Tuesday, May 8, 2012

PSALM 40 - Red Oak and More

Happy is the person who trusts the Lord, who doesn't turn to those who are proud or to those who worship false gods.

Lord, my God, You have done many miracles.  Your plans for us are many.  If I tried to tell them all, there would be too many to count.  (vs. 4-5)

"I know what I am planning for you,"  says the Lord.  "I have good plans for you, not plans to hurt you.  I will give you hope and a good future.  Then you will call My name.  You will come to Me and pray to Me,  and I will listen to you.  You will search for Me.  And when you search for Me with all your heart,  you will find Me!  I will let you find Me."  God  (Jeremiah 9)

If  you have lived long enough as a Christian, you know the difference between trusting in Him and in looking elsewhere for help.  You have seen the Lord do miracles that only He could have done, and usually they are accomplished in a counterintuitive way you could not have imagined.  Learning to trust the Lord is like learning to walk.  One step at a time.  Do you remember how lovingly the Lord answered your prayers when you were a baby Christian?  When everything was new and you were learning your way in your relationship with Him?  I do.

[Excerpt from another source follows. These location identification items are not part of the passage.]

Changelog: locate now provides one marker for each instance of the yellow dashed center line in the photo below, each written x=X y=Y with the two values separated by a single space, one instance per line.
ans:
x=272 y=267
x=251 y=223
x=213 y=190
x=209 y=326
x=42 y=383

I call this the A-B-C's. ( Because I am so clever.)  God allows a situation, A, in our lives.  It requires either trust or another option of our own choosing.  Like all faith does.  An early A for me was my first teaching job.  My student teaching experience was so successful that I had as my references for a job in the same district the superintendent of schools and the media director.  I did not even apply elsewhere because I knew the job was a shoe-in.  Not so much.  The assistant superintendent of schools was the one doing the hiring, and he had a beef with the teacher who was my mentor.  I was a no-hire.  The superintendent told me this with tears in his eyes.  I went home and fell apart.  Got a job as a secretary and prayed with Bill about what to do next.  Trust.  That there was a job out there for me.  Met a young woman at the office who lived in small town called Red Oak, a suburb of Dallas.  They needed a teacher.  I needed to teach.  And God had so much more for me there than I could have imagined.  An entire high school full of kids who needed Jesus and a new best friend who needed Him, too.  Jesus was not much interested in my innate ability to transfer Shakespeare.  He was thinking bigger.  Plan A.  My God was bigger.

Plan B.  It is somewhat easier to trust because Plan A went so well.  But it is tougher.  My mother has cancer.  In her colon.  It is not healed.  I don't understand.  Trust.

Plan C.  My father is arrested in a park while molesting a child.  I blow Plan C.  That is when I understand we should not turn to those who are proud or to those who become false idols. 

Back to Plan B.  Mother goes home.  She could not have lived in the mess Plan C created.  I see her face from heaven glowing and awash with peace.  It is a good plan for her, though I would have had her near me longer.

Plan C.  I am wiser.  The miracle God works in me is mercy.  Greater grace than I could have ever imagined.  Love that rescues and conquers.  An understanding of why people do what they do in their pain.  A heart that cannot judge because it "gets it." 

These may seem like downers to others.  But in the scheme of things this is how our lives go.  Will we be "steadfast, immovable" when we are given opportunities to trust Him?  First in the small things, then in the challenges in life that would bring us to our end without Him.  Sometimes circumstances make it necessary to "search for Him" in them.  Where is God in this?  Seek with all your heart for His purposes and will in the hard places.  He will let you find Him.